Nicholas Conard von der Universität Tübingen befindet sich offenbar in einer Glückssträhne seiner Karriere: erst findet er diese wunderschönen Elfenbeinfigürchen, dann wirkt er bei der Demontage eines jahrhundertealten Paradigmas mit – nämlich, daß diese Kunstgegenstände nur von den anatomisch modernen, den sogenannten Cro-Magnon-Menschen hergestellt worden sein können. Der Spiegel online vom 8. 7. 2004 spricht von einem Wissenschaftsirrtum, nachdem aus einer Publikation in Nature kund wurde, daß es wohl gar nicht unbedingt der moderne Mensch gewesen war, der die schönen Elfenbeinfiguren der Schwäbischen Höhlen u.a. kreierte, sondern möglicherweise der angeblich viel grobschlächtigere und ungeschicktere Neandertaler. Neue Datierungen der menschlichen Skelettreste vom Vogelherd demonstrieren nämlich, daß diese als Urheber geltenden modernen Menschen – früher zeitgleich mit den Kunstwerken datiert – nach neuesten Untersuchungen höchstens ein Alter von 5.000 Jahren haben und damit als Urheber nicht in Frage kommen.

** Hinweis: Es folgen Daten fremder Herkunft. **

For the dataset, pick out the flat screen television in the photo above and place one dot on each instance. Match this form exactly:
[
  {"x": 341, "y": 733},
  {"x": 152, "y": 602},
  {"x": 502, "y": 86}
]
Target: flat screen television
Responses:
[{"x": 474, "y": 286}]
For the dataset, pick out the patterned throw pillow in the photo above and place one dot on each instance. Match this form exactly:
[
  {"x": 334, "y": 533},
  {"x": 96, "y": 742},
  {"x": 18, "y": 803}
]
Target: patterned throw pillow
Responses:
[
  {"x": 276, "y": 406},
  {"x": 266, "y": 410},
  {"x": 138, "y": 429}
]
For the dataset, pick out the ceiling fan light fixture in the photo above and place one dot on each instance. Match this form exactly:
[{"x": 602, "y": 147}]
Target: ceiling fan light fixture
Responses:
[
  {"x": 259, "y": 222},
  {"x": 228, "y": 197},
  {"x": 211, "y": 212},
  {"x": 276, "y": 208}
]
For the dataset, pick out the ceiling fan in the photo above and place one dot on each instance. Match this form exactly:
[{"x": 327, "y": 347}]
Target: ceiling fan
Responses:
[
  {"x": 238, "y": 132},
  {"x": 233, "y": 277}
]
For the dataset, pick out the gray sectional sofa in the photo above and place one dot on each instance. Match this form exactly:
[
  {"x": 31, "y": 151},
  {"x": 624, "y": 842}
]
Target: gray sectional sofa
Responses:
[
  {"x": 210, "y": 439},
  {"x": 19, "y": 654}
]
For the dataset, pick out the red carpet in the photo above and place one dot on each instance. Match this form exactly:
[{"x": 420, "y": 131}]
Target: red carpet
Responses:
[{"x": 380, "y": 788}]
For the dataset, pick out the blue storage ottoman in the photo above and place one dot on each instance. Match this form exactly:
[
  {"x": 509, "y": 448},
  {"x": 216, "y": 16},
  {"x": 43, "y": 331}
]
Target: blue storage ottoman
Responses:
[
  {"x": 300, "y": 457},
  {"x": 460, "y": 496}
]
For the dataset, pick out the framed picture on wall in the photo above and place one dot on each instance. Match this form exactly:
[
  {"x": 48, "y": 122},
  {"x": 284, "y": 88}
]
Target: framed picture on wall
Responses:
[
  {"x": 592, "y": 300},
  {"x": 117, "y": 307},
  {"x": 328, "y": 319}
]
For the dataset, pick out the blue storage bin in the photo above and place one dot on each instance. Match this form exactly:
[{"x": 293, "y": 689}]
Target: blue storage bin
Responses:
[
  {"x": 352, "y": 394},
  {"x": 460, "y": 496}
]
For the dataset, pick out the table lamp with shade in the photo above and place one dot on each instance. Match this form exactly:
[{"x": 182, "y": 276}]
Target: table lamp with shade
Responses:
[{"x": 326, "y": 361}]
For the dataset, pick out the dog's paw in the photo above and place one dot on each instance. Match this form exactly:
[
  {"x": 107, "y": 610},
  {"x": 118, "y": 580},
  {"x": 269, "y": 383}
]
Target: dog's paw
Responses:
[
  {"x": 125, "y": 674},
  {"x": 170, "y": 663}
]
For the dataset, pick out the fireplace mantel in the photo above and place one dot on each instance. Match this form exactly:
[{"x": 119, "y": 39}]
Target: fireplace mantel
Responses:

Abb. 1: Eine 28 cm hohe, löwenköpfige menschenartige Figur aus Mammutelfenbein; Hohlenstein-Stadel bei Asselfungen/Schwäbische Alb, auf 32.000 rJ datiert. (Zeichnung: Marion Bernhardt; nach Schmid & Wolf 1989)

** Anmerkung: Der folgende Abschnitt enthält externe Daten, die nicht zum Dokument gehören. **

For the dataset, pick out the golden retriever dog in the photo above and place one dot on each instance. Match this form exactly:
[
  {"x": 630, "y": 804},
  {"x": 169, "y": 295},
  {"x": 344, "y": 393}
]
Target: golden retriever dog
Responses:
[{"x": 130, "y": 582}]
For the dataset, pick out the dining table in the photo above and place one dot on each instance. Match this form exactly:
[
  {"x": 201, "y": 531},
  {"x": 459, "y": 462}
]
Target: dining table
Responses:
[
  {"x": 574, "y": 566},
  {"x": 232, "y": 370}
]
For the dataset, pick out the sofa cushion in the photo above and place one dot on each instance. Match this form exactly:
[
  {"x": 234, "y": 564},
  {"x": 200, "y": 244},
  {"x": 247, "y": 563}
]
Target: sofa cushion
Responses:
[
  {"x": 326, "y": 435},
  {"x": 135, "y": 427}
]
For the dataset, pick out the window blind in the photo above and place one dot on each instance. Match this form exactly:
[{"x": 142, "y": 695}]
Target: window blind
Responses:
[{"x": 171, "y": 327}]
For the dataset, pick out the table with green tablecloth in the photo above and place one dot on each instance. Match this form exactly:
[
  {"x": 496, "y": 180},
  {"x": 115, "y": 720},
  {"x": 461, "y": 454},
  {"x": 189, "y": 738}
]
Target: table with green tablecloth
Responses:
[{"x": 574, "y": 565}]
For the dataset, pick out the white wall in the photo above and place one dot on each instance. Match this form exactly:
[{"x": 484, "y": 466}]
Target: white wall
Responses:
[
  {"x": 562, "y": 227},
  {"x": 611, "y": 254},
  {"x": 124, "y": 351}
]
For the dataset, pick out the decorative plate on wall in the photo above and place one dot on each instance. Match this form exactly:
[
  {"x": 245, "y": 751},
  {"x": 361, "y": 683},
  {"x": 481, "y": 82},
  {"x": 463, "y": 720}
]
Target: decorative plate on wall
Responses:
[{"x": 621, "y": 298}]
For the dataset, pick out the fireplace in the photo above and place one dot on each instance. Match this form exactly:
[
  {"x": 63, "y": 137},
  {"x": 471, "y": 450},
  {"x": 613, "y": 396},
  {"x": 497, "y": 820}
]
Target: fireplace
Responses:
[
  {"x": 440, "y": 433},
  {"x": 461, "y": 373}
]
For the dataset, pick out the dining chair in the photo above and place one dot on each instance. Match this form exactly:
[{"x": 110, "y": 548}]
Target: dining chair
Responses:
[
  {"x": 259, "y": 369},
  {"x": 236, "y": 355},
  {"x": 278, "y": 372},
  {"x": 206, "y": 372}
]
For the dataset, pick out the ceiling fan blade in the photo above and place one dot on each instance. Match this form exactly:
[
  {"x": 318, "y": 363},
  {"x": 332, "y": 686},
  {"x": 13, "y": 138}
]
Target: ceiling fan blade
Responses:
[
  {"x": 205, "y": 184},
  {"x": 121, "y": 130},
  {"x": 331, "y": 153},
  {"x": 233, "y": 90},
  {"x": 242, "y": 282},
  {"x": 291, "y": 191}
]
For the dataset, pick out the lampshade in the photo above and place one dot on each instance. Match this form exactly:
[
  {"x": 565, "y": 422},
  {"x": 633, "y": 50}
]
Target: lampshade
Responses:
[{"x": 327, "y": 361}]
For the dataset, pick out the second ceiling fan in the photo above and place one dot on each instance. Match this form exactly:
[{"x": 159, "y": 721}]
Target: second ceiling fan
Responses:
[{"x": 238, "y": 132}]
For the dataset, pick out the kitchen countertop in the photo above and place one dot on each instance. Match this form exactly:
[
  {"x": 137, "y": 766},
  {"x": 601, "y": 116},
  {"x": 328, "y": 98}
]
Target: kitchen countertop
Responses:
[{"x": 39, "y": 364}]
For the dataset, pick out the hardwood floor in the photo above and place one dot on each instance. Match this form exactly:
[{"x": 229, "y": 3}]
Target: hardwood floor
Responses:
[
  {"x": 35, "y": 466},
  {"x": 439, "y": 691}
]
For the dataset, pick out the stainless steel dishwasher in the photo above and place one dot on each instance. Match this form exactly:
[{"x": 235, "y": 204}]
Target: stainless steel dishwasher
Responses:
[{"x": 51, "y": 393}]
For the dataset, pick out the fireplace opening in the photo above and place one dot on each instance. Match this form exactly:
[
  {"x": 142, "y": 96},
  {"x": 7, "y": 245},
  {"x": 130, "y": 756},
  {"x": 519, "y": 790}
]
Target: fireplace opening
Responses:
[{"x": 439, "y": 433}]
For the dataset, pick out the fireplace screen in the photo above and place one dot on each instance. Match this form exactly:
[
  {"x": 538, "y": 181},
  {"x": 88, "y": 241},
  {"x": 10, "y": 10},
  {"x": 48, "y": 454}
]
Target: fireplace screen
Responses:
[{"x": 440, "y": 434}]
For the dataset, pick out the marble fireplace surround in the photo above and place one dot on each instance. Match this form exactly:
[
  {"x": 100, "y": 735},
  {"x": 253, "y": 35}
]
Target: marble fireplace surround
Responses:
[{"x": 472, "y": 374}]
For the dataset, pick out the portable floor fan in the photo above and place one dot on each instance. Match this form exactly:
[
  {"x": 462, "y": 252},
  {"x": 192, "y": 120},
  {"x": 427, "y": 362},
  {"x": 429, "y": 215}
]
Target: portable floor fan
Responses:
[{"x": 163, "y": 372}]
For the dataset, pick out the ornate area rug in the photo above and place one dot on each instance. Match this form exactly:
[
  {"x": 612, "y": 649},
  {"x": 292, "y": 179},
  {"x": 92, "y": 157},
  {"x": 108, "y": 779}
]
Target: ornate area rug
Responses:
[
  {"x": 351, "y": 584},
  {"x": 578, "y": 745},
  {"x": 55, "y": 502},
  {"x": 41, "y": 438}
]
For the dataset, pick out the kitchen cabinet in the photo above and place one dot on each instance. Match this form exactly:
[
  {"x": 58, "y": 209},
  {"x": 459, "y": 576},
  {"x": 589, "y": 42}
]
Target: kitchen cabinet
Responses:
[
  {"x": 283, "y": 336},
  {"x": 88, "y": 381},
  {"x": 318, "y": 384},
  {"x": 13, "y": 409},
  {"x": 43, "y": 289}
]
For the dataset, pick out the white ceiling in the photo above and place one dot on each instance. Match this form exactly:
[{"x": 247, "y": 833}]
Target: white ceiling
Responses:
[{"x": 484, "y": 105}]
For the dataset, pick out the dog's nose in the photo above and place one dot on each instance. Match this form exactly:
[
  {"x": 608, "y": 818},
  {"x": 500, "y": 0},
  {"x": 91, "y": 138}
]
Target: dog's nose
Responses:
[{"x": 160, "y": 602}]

Die 1931 ausgegrabenen menschlichen Skelettreste aus der Vogelherdhöhle auf der Schwäbischen Alb wurden von Wissenschaftlern der Universität Tübingen, der Universität Kiel und der Loyola University of Chicago mit Hilfe der Radiokarbonmethode auf zwischen 3.900 bis 5.000 Jahren umdatiert (Conard et al. 2004). Bisher wurden sie immer im Zusammenhang mit den ebenfalls in der Höhle gefundenen Figuren aus Elfenbein und Werkzeugen gesehen (Abb. 1), die aus der Zeit des frühen Aurignacien, der ersten Kulturstufe der jüngeren Altsteinzeit in Europa vor 30.000 bis 40.000 Jahren stammen. Dieser Zusammenhang war zusammen mit den Funden in Cro Magnon eine der wichtigsten Stützen für die Hypothese, daß nur der moderne Mensch diese Kunstwerke hergestellt hat. Man hielt es für unmöglich, daß der Neandertaler die neue Technologie – figürliche Kunst, Felsmalereien und Musikinstrumente der jüngeren Altsteinzeit vor ca. 30-40.000 Jahren – hergestellt haben könnte.

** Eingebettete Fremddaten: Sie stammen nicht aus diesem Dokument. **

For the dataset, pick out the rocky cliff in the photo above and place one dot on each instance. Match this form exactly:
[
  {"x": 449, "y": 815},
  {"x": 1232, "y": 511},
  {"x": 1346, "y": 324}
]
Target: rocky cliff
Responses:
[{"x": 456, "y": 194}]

Doch diese Hypothese ist nun durch die Neudatierung sehr in Frage gestellt. Die anatomisch modernen Skelettreste wurden vermutlich durch spätere Bestattung in diesen alten Kultur-Horizont eingebracht. Tierknochen aus dem gleichen Horizont ergeben dagegen das entsprechend hohe eiszeitliche Radiokarbon-Alter der Kulturgegenstände.

Die neue Datierung der Menschenknochen vom Vogelherd schwächen auch die Argumente für die „Donau-Korridor-Hypothese“, die besagt, daß anatomisch moderne Menschen schon sehr früh entlang der Donau in unseren Raum eingewandert sein müssen (um die Kulturgegenstände hergestellt zu haben). Nun eröffnet sich die Möglichkeit, daß die Neandertaler wesentlich – vielleicht sogar ausschließlich – zur Entwicklung der jungpaläolithischen Kultur beigetragen haben.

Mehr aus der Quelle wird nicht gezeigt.